In-Process Laser Welding Monitoring by Fusing the Uncertain Signal Information of Multi-Photodiode Sensors

Abstract

Remote laser welding is an emerging joining technology to meet the increasing demand of corrosion resistance, fast, non-contacted and single sided joining for automotive body-in-white assemblies. However, the quality of laser welding has been a critical issue in the popularization of this technology. Traditionally, various stochastic detection methods have been developed for in-process weld defect detection by monitoring and classifying various weld signals. The main objective of this thesis is to develop an in-process welding monitoring system including; (i) a novel defect detection algorithm based on a multi-sensor fusion technique, (ii) a new optical sensor configuration to capture in-process weld signal, and (iii) an offline weld signal analysis/training module and an user interactive online detection module.

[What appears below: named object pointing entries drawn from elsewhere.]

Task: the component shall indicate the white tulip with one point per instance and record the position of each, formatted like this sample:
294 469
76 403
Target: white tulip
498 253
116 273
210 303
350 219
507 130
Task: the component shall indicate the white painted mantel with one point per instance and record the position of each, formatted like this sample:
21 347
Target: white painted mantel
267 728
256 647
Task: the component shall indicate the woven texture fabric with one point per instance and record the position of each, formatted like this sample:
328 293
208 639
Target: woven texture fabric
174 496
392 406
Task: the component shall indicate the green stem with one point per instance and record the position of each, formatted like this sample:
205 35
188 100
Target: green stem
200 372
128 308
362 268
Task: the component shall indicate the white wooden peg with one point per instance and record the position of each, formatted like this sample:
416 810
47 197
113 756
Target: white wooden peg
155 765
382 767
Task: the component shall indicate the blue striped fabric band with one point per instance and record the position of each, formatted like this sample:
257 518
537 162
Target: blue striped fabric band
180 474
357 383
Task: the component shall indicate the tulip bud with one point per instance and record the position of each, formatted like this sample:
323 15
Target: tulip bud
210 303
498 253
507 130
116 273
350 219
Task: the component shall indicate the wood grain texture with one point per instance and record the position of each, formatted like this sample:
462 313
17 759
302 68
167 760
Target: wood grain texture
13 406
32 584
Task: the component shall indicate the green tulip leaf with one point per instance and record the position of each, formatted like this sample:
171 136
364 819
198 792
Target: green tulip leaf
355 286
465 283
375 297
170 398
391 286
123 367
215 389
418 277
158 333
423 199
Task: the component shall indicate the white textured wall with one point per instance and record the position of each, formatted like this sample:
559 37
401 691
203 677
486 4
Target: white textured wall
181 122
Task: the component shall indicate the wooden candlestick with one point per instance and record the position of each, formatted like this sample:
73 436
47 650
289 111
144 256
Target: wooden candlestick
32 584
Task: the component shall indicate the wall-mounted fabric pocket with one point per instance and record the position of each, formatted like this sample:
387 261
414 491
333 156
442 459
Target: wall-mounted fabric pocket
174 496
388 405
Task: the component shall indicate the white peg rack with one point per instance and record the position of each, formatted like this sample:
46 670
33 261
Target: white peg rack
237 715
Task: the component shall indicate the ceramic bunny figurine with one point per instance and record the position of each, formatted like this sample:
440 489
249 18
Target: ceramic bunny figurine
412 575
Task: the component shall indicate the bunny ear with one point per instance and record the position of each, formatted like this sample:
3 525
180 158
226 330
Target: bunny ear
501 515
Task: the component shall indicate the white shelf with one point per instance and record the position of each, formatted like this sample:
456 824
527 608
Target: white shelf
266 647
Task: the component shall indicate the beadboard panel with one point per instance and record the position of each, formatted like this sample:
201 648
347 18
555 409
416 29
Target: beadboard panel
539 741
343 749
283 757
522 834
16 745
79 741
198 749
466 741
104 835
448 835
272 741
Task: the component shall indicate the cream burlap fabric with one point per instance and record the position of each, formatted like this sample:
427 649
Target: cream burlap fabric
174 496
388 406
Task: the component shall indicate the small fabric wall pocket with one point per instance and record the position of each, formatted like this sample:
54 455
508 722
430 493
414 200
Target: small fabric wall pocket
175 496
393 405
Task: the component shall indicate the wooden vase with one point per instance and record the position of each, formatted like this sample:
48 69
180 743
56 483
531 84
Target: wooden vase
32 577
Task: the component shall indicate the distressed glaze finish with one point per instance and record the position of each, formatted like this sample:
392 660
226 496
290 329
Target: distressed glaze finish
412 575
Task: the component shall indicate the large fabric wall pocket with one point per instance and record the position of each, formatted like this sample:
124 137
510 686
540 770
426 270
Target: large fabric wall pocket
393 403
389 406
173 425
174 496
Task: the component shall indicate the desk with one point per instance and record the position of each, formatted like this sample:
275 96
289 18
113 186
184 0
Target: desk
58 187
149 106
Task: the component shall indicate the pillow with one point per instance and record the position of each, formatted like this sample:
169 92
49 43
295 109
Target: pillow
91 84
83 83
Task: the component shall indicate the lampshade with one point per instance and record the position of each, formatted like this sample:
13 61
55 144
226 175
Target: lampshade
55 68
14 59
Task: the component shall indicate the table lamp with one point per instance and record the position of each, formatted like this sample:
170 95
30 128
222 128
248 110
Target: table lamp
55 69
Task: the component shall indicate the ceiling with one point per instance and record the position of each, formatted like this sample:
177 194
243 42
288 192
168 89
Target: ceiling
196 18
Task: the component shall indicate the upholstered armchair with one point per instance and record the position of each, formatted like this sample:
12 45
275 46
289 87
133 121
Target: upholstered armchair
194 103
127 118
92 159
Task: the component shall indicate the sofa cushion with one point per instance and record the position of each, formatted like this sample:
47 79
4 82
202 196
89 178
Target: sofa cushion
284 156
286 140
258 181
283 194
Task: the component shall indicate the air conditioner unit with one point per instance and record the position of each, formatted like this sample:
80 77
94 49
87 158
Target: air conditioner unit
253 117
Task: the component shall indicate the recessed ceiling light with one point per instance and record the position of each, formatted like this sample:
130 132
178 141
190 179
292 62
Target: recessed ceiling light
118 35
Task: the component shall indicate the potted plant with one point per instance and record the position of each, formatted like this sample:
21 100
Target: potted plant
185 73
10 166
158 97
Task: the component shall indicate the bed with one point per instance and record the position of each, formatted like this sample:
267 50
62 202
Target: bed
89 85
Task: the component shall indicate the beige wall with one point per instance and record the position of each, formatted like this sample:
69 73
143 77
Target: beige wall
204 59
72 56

The three weld signals are monitored: weld pool temperature, plasma intensity, and back reflected laser intensity. Their nominal trends are identified by estimating a probability distribution function for the signals and appropriate thresholds are specified by the standard statistical analysis of the residuals at the confidence interval of 95%. We propose a probability assignment function, characterized by shape controllability with respect to the extracted thresholds. We can analyze the in-tolerance defect problems by the proposed probability assignment function that can deal with the decision uncertainty near the thresholds. The individual sensor information is utilized to identify the probability of the normal state. The probabilities are aggregated by using the combination rule of the Dempster-Shafer theory. The performance of the developed detection method is evaluated by the statistical comparison with conventional visual inspection results.